Updated: 28th October 2019
Of course a large part of that experience relates to food, and the rest of the world is slowly waking up to the joys of Malaysian cuisine. However, even though most of the food was incredible, sometimes it proved a little difficult to adapt to Malaysian snacking habits. I’ve picked out five of the weirder snacks that I sampled on my travels in that beautiful country.
Popcorn is devilishly difficult to find in many parts of Malaysia – certainly in Cyberjaya where we were staying. That is why I was delighted to come across a packet of the stuff in a small shop in the centre of town and didn’t bother checking what it was flavoured with. To quote the travel writer Richard Sterling, the smell of a durian fruit ‘is best described as pig-shit, turpentine and onions, garnished with a gym sock’. Not exactly the most appetising description you would think, and yet Malaysian people love these things. We tried one of these smelly fruits at an open market – it’s not bad, kind of a wet, custardy texture but tasted alright – but it’s not a natural partner for popcorn.
I literally would not feed these things to a cat, much less a human I had any sort of empathy for. I am not sure who pops down to their local convenience store with the intention of purchasing dried fish fillets, but I guess there is a market for them somewhere. This snack managed the remarkable feat of tasting even worse than I was sure it would, and I was unable to even come close to finishing off the packet. Imagine getting a dead fish, peeling a few strips off of it and then toasting and salting those strips. Well dried fish fillets taste like that, except more so and in a bad way.

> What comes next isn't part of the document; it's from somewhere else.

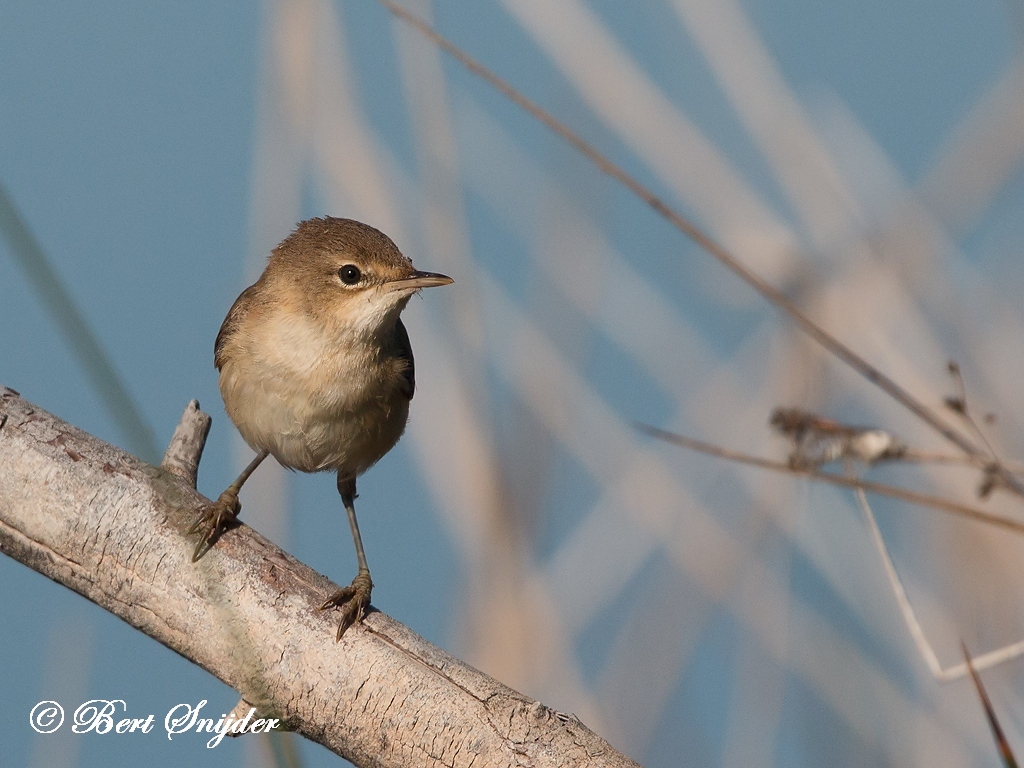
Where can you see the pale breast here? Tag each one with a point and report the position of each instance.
(314, 402)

To rob a sentence from Wikipedia, ‘The cephalopod class of molluscs, particularly the Coleoidea subclass (cuttlefish, squid, octopuses), are thought to be the most intelligent invertebrates and an important example of advanced cognitive evolution in animals.’ With that in mind, it is only to be hoped that the cuttlefish used to flavour these snacks didn’t know in advance what his fate would be. While cuttlefish may be smarter than pretty much anything else in the ocean (and quite a few people walking around up here as well) they do suffer from the unfortunate fact of being tasty. You really don’t want to be a delicious creature when there are humans about the place, because they are just going to find various ways to kill and eat you. In fact these cuttlefish-flavoured chips were probably the tastiest of all these snacks, just as long as you can forget the fact that one of the principal ingredients could probably solve a Rubik’s cube.

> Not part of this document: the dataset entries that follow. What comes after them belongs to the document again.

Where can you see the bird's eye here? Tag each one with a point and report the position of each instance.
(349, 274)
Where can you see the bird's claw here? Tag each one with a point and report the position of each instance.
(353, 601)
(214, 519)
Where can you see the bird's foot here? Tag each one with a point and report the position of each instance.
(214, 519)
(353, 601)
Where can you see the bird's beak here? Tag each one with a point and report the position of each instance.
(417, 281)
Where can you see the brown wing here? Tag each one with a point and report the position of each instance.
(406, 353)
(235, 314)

Dried seaweed tastes exactly as bad as you imagine it’s going to taste. Sure, there is the smug satisfaction to be gained from chomping through strips of this stuff while all around are eating far less healthy treats. However, this is negated by the fact that you are basically eating rectangles of toasted grass which have been liberally sprinkled with salt. There is a reason that salt has been prized through centuries of human existence, but it can’t work miracles. They even sell a seaweed-flavoured Pringles, but this is a black mark against the otherwise good name of Pringles and should be avoided at all costs.
I have spent the last few paragraphs being less than complimentary about various Malaysian snacks, so think it’s only fair to finish on a positive note. Malaysia is justifiably famous for its street food, and if you are ever in Kuala Lumpur you should make it your business to check out Jalan Alor. This street is lined with stalls selling every type of dish you can imagine, including the most famous Malaysian dish of all: Nasi Lemak.
This dish is the equivalent of fish and chips in the UK or paella in Spain, as it is the one dish that everybody in Malaysia loves. It usually comprises of a meat like chicken or lamb, accompanied by cucumber, a boiled egg and the beautiful rice cooked in coconut milk and pandan leaves that give the dish its unique flavour. When you buy the street version, it will be served to you wrapped in a banana leaf, but regardless of whether you eat it from a leaf or a plate it will be delicious.
Hopefully this quick tour of Malaysian snack-foods hasn’t quelled your hunger to come visit this amazing country. Besides its awesome cuisine, Malaysia offers perfect conditions for solo, group or couple travels. It has beautiful beaches, tropical jungles, stunning scenery and some of the friendliest and most welcoming people you will meet anywhere in the world. If it’s not already on your bucket list, then you need to make a new list with Malaysia near the top!